One of those full-page paintings stunned me. It is a rendition of the crucifixion that is positioned opposite to Luke 23, which recounts the story in words. (I am sorry I can’t run a picture of it on my blog. I could not find any digital images of the page I could use that did not have copyright restrictions. But if you wish to see the page, I suggest you click on the posting for Good Friday, March 25, 2013, on the blog A Monk’s Chronicle. There you will find an image that you can click on to enlarge.)

The illumination pictures Jesus’ crucifixion.
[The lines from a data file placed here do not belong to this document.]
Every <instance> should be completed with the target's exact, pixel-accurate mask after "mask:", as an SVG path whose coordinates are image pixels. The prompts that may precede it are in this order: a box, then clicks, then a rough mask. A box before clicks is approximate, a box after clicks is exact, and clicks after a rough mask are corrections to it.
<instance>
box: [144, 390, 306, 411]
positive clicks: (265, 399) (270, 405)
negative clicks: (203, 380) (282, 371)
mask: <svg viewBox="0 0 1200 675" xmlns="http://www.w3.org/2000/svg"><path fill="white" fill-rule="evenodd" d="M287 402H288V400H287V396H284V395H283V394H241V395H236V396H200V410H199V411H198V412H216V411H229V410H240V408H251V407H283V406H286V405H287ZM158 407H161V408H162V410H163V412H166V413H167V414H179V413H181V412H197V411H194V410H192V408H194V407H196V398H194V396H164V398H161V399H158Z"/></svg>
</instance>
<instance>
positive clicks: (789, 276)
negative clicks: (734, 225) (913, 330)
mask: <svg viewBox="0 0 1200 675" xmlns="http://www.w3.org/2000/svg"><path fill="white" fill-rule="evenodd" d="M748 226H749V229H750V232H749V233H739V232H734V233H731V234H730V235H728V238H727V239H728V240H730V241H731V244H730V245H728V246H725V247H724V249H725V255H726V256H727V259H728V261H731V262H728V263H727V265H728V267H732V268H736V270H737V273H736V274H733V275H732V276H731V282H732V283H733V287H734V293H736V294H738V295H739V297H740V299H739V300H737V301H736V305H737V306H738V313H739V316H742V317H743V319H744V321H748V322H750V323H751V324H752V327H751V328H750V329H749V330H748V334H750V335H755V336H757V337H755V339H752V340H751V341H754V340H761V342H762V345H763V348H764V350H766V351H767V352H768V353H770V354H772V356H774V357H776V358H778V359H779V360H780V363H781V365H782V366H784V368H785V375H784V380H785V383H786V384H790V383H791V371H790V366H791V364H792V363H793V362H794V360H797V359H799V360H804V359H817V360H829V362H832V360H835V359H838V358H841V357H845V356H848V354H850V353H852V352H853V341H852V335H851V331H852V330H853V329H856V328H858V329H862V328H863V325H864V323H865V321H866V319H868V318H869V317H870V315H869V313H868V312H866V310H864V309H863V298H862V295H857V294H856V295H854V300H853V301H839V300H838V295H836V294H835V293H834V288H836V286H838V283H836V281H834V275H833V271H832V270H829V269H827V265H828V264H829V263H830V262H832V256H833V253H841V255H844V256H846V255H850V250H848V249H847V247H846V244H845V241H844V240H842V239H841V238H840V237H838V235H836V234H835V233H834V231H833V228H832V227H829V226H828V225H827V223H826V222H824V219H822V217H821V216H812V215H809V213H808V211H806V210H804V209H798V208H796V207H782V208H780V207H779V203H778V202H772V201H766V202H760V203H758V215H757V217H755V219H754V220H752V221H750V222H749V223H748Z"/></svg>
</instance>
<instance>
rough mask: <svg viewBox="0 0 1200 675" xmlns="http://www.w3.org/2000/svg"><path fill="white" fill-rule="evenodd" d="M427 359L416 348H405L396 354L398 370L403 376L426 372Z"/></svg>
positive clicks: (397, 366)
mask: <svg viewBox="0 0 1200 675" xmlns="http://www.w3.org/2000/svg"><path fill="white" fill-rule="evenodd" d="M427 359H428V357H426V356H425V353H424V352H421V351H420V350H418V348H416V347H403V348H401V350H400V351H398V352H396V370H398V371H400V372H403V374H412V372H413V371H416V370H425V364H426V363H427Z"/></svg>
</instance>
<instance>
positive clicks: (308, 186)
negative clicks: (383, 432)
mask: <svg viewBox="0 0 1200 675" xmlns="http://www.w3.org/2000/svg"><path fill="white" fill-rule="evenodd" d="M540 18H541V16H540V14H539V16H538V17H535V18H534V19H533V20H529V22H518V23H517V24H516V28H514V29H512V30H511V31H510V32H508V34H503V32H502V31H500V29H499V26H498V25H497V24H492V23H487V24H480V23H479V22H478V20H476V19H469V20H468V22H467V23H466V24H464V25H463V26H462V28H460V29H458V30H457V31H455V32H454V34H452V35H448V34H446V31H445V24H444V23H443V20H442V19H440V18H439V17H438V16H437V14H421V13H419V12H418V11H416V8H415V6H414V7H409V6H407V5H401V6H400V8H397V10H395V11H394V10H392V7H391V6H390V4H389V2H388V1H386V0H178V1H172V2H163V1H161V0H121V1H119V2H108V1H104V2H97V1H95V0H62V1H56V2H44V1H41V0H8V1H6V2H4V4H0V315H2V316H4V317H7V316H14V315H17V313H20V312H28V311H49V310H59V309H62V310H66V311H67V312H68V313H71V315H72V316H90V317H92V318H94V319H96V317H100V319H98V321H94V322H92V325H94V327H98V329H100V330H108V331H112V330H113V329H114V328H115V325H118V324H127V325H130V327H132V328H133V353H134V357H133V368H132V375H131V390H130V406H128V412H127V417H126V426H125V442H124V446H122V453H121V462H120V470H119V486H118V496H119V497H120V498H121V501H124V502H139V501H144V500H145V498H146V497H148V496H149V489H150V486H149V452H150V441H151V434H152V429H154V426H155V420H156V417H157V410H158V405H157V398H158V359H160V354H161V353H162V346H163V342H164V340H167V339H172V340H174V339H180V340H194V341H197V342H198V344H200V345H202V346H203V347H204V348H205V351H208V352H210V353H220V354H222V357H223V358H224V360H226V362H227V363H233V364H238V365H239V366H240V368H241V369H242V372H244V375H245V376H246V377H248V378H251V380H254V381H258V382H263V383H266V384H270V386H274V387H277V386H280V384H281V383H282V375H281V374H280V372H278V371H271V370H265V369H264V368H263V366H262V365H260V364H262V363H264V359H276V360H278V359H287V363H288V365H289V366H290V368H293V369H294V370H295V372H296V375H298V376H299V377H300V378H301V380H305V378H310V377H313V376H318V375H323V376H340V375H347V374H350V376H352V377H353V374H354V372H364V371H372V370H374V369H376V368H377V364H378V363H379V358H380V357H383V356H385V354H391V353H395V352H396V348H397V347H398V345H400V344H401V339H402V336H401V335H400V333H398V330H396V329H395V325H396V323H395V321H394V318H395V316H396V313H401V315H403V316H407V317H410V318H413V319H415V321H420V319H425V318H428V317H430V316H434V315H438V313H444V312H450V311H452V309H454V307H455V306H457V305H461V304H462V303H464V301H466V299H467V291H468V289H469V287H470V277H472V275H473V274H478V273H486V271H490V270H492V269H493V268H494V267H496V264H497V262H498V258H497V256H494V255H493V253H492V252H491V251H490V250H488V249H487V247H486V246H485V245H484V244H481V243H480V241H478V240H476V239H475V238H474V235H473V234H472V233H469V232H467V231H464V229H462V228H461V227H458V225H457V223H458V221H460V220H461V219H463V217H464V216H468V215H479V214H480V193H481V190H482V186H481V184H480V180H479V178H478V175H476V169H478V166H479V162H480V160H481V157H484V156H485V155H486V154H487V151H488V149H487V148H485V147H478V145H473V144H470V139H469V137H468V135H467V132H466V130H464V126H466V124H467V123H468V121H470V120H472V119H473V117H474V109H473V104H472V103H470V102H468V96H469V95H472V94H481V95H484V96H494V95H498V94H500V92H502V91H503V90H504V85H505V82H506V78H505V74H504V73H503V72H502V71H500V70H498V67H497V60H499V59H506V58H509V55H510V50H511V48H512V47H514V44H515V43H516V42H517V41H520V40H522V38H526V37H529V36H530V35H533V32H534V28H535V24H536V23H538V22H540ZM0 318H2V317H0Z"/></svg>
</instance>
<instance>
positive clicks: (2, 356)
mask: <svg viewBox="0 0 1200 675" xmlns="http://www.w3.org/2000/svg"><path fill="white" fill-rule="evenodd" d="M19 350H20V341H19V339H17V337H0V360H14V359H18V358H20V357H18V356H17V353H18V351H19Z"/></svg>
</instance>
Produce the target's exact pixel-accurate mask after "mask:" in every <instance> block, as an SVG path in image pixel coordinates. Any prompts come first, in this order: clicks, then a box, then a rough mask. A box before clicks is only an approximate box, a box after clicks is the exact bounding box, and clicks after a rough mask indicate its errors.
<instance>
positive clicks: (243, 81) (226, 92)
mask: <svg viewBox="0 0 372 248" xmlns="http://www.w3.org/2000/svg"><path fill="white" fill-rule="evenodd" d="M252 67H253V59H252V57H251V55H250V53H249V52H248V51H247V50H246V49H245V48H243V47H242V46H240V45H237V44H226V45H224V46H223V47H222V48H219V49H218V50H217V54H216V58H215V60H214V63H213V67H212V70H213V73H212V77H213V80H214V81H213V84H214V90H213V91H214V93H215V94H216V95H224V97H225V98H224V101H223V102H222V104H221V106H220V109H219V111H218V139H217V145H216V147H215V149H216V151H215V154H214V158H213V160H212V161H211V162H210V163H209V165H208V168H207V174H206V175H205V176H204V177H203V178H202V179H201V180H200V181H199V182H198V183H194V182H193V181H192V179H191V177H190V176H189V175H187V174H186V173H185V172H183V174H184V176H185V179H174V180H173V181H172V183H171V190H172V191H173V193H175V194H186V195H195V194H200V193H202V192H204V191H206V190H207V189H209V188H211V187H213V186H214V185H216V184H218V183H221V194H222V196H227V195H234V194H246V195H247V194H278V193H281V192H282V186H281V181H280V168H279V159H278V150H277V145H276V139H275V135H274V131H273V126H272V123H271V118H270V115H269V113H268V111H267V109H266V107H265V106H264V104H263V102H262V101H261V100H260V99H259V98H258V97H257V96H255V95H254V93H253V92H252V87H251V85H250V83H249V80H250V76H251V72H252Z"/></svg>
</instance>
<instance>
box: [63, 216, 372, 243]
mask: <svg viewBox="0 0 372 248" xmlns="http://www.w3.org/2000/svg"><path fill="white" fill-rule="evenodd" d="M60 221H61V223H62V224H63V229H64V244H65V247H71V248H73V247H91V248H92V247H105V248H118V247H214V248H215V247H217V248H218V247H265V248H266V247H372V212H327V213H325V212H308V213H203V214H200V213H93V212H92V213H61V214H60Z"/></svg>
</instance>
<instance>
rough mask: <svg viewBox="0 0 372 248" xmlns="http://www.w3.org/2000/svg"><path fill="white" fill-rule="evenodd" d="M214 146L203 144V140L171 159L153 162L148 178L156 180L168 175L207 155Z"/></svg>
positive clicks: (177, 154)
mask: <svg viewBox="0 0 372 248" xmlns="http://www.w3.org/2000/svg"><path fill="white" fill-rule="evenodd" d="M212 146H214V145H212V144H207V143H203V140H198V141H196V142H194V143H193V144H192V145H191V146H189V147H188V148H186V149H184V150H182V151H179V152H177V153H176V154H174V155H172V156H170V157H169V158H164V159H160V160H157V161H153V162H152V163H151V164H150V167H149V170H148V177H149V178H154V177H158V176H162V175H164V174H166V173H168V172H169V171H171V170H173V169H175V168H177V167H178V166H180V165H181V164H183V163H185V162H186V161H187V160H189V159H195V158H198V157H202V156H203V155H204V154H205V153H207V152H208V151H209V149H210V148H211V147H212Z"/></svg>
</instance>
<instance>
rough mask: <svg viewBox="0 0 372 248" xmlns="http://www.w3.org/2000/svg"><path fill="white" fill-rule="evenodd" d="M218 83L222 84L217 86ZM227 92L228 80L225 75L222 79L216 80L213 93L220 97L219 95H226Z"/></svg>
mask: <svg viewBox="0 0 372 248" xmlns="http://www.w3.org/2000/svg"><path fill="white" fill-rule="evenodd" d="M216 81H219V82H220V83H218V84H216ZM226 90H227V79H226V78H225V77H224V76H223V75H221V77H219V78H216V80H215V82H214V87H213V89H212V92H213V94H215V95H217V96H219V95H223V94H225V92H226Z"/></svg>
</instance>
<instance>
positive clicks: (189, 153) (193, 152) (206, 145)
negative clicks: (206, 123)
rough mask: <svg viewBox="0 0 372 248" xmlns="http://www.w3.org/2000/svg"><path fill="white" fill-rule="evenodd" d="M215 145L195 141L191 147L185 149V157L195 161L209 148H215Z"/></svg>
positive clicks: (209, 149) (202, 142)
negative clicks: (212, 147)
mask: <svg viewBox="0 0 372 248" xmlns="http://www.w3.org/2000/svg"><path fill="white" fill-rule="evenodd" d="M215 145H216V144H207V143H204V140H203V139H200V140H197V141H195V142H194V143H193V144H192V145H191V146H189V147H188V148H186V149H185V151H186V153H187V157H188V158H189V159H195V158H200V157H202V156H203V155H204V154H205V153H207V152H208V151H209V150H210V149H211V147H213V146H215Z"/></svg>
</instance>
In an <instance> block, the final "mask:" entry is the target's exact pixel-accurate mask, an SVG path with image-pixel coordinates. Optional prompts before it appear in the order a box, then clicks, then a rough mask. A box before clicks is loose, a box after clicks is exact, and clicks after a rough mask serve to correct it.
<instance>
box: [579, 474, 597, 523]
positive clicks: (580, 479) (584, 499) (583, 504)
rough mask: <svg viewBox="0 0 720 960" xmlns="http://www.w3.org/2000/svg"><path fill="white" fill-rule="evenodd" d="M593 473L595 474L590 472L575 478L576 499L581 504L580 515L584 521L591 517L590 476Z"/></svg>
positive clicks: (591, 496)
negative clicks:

The body of Jesus is a bit indistinct, but you can still discern it. What strikes me about this image is the explosion of glorious light that emanates from this cross. The light is conveyed through gold leaf on the page. The glowing light seems not only to envelop the body of Jesus, but also to be expanding out from that body like an exploding supernova.

Often we see the crucifixion depicted in all its blood-and-guts violence and realism. No one has matched that vision quite like another favorite image of mine, the image of the crucifixion in Matthias Grünewald’s Isenheim altarpiece. But in the St. John’s image, the crucifixion is all light and glory, even though on the edge of the image the darkness seems to be trying to stab into the light with deadly dagger thrusts.

What stunned me about the St. John’s image is that it captures a recurrent theme in the Gospel of John. This is the theme that the crucifixion is the moment when Jesus is glorified. A couple of quotations from John illustrate that theme as the gospel recounts the final days before the crucifixion:

John 12:23

[Speaking of his upcoming death], Jesus answered them, “The hour has come for the Son of Man to be glorified.

John 17:1

[In the context of the Last Supper], After Jesus had spoken these words, he looked up to heaven and said, “Father, the hour has come; glorify your Son so that the Son may glorify you….

So strong is this theme in John’s Gospel that scholars call the second portion of his gospel (John 13-21) the Book of Glory.

I have always had a hard time grasping how John could see the ugly crucifixion as the moment of Jesus’ glorification, and, for that matter, of God’s glorification. Were not the resurrection and the ascension really the moments of glorification? The crucifixion has seemed to me to be the moment of greatest degradation.

I could never understand this viewpoint of John’s Gospel until I saw this image in the St. John’s Bible. Here is the glory of Jesus shining brightly in the very moment of the crucifixion. The glory is there, but is veiled to our uncleansed eyes. For it is at this moment that the love of God for humanity and for all creation reaches its moment of greatest depth. The love of God is the glory of God, and that love reaches its ultimate expression in the death on the cross.

Christianity has a long history of iconoclasm where the word is exalted as far superior to the image in conveying theological truth. It has provoked moments of tragic destruction of Christian visual art. In the Protestant churches where I grew up it was especially strong.

But it is a false dichotomy. Sometimes images convey a spiritual insight far better than do words. That certainly happened for me as I viewed this image of the crucifixion from the St. John’s Bible. The image was a divine revelation. For that I am deeply grateful to the artist, Donald Jackson.